# USC - Weighing My Chances



## LeoBrZ81 (May 21, 2008)

I'm sure there's been more than a few topics like this in the past, but my searches really haven't brought me to a thread that can honestly help me out. Here's the thing: 

I'm going to be applying for college this year. I am 100% sure that filmmaking is my life's calling, as corny as that sounds, lol. My "bullseye", if you will, is USC. But I've heard over and over again and read over and over again that I'm aiming for a very tough school to get into. So I'd like to extend a few questions to the lucky ones who actually got in. Hopefully your answers will ease my mind and stop me from worrying so much, or make everything much worse, lol. Either way, I really need to speak to someone who has had firsthand experience with USC's application process and triumphed. 

Let me start by talking about what I think are (or will be) my faults in the application process; basically, the reason why I'm worrying extra. See, I don't have a particularly outstanding High School career. I definitely was a very good student overall, but I can't help but feel that, when it comes down to it, nothing in my transcript really screams "extraordinary!" GPA is around 3.2, I have a good number of Honors-level classes under my belt, but that about sums it up. I did not take AP-level courses in my final year, nor do I have a bevy of extracurricular activities. I took the SATs once: 700 in Writing, 670 in Reading, and a depressing 450 in Math. I'll be retaking it to better my scores, of course.

What keeps me hopeful is, plain and simple, my passion for film. I hope to use this passion to create an excellent personal essay and exceptional supplemental materials, such as the writing samples. I'm also going to do everything I can to get me an interview, and will be sending them a copy of a full-length script I'm currently writing and that I'm very proud of so far; hopefully they read over it. 

So that's basically all I can say about my situation at the moment. If you asked me how confident I am in my talents and drive, I'd tell you it was nearly through the roof (not to sound like an ahole, I'm just trying to say that I'm really confident in what I can and want to do). Still, I fear that my not-so-impressive High School career will hurt my chances to the point where it will keep me from attending my #1 choice for a university. 

I wanna say thanks in advance to everyone who read this. I know it's not your problem, so I have to be grateful if you've read everything so far and are willing to write back.

Hope to hear from you guys soon!


----------



## armen (May 21, 2008)

I'm in the same boat as you... sort of.

I'm attending a community college right now and applying for Fall 2009. I'll have around the same GPA as you (3.0-3.2) at the time of applying. I'm worried because I'm not sure if that's good enough but I can't let it hold me down. I'm giving it all I've got for my portfolio and I already have some work experience to back it up.
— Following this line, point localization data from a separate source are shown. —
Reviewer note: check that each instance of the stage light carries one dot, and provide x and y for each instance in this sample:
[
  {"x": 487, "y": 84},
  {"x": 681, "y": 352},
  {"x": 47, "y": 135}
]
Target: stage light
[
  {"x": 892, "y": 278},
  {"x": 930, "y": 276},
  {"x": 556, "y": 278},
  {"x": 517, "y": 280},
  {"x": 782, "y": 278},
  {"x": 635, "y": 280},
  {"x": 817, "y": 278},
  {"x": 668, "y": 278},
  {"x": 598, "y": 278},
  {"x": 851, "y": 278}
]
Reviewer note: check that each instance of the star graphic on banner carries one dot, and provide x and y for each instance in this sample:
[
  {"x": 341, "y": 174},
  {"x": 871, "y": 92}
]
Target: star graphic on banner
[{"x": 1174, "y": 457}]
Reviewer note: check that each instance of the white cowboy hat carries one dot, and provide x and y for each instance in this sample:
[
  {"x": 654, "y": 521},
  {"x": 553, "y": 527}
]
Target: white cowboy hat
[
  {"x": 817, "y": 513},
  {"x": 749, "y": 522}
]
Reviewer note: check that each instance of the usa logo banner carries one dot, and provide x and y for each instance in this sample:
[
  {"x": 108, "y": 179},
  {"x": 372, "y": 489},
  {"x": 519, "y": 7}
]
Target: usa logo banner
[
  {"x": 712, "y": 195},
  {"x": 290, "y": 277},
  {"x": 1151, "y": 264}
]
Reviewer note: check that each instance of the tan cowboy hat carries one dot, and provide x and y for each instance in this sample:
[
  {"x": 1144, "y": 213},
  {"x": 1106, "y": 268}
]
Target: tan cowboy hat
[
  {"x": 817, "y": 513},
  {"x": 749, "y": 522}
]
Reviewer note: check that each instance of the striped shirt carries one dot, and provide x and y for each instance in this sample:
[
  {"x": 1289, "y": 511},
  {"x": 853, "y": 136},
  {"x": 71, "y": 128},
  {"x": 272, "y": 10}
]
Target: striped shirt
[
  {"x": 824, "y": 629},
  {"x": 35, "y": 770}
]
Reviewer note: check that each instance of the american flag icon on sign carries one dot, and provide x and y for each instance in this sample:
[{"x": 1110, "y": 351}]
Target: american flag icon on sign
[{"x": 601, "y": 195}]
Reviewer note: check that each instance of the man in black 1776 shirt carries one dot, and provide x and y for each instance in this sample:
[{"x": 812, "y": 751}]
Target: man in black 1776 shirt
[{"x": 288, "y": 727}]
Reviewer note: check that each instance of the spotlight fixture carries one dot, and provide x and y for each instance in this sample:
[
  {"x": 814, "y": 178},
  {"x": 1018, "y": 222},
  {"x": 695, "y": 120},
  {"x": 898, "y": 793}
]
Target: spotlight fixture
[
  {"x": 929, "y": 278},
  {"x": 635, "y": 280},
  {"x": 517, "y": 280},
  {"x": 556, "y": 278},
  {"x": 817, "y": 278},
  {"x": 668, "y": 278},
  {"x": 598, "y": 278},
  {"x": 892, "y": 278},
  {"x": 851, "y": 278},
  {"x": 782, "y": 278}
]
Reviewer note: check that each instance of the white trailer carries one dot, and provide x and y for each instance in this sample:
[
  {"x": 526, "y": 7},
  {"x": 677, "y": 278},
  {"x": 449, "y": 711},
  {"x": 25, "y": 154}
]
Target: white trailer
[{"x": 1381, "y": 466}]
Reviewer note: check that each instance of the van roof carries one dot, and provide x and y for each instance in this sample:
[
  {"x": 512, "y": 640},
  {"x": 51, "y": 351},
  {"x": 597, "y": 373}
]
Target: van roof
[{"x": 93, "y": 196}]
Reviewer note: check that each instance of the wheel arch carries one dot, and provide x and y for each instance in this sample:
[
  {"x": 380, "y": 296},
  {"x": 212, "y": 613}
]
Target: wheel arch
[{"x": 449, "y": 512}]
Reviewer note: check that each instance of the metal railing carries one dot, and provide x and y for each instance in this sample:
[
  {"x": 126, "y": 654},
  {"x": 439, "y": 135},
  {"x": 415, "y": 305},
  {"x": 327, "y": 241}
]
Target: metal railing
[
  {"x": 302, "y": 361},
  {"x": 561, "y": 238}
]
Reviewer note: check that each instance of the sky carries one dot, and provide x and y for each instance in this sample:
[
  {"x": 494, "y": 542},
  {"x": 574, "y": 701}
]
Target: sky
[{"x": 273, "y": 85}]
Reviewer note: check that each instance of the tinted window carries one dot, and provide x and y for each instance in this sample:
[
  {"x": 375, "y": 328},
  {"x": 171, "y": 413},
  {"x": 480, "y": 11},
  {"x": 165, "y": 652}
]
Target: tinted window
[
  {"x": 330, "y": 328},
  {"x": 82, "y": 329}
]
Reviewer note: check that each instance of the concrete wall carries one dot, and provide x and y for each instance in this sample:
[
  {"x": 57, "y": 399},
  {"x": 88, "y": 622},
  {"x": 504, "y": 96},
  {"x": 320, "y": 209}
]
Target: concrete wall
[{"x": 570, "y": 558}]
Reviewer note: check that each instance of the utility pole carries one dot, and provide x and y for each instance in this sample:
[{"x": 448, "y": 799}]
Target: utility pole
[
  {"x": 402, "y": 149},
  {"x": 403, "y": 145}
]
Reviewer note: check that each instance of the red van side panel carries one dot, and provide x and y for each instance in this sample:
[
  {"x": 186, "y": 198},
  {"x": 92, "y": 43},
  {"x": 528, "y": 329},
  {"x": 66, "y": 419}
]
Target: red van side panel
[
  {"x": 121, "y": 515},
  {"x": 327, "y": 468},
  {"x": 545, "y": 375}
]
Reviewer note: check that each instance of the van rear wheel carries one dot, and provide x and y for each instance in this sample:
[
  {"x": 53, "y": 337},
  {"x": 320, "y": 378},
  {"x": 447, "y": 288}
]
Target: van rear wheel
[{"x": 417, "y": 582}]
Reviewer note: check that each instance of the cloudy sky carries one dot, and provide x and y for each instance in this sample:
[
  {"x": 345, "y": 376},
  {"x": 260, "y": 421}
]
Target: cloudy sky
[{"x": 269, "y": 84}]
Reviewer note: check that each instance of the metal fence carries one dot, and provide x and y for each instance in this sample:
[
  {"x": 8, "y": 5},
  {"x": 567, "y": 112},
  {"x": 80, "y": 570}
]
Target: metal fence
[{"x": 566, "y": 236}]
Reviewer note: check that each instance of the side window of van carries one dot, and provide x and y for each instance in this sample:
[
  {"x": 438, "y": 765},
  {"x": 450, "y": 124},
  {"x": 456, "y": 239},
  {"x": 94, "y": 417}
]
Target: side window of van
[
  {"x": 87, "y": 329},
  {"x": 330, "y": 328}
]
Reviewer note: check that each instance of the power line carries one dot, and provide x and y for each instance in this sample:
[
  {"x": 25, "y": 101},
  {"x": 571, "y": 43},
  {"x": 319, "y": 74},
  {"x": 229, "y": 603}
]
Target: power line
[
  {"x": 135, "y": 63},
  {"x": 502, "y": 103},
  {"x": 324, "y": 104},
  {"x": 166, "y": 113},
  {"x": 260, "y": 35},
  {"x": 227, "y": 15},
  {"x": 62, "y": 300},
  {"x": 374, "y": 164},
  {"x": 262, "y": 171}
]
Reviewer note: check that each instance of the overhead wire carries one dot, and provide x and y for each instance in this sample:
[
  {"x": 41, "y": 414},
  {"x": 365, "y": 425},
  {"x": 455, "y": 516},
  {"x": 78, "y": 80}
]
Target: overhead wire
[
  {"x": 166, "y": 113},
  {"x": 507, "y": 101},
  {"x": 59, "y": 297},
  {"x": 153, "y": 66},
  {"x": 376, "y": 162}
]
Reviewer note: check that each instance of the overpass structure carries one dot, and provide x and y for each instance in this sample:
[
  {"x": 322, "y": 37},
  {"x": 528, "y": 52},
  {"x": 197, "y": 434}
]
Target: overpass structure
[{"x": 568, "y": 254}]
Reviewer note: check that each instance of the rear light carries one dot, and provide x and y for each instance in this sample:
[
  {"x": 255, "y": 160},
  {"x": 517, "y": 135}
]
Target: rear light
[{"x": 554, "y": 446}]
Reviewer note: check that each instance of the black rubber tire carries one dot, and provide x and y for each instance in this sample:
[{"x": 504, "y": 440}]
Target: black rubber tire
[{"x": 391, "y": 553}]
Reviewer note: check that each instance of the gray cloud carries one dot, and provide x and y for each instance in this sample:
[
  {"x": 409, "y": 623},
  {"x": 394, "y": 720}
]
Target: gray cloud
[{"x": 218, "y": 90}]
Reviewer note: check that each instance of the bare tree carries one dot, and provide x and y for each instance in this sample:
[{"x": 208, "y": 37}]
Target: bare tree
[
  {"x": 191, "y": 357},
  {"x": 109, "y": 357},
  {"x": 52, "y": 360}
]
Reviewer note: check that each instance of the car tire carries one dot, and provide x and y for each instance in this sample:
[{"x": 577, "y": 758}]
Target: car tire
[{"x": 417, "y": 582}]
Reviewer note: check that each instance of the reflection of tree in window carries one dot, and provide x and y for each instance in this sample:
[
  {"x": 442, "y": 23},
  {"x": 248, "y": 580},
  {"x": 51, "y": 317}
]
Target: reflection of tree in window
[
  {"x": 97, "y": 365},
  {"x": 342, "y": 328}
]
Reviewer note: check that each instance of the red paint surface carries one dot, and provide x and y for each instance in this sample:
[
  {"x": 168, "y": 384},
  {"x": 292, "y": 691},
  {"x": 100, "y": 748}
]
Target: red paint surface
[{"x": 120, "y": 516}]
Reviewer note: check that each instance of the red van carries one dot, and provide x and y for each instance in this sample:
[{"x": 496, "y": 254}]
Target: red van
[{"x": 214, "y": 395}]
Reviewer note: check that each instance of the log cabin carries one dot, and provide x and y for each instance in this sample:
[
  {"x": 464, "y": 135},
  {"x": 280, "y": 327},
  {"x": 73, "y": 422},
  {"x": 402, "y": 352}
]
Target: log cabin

That's the best I can do, and probably, the best you can do as well. There's nothing you can do really about your GPA. So retake the test if you wish, but show your dedication through your portfolio because that's where it boils down.


----------



## Bandar Albuliwi (May 21, 2008)

Guys listen,

I had a horrible college GPA (Just about 2.5) and I got into two of the best film schools in the world (AFI's Directing program and NYU's MFA in Film Production).

Do NOT let a GPA or your grades discourage you from applying.  Give it all you got, send them your creative samples, tell them why it is you want to become a filmmaker.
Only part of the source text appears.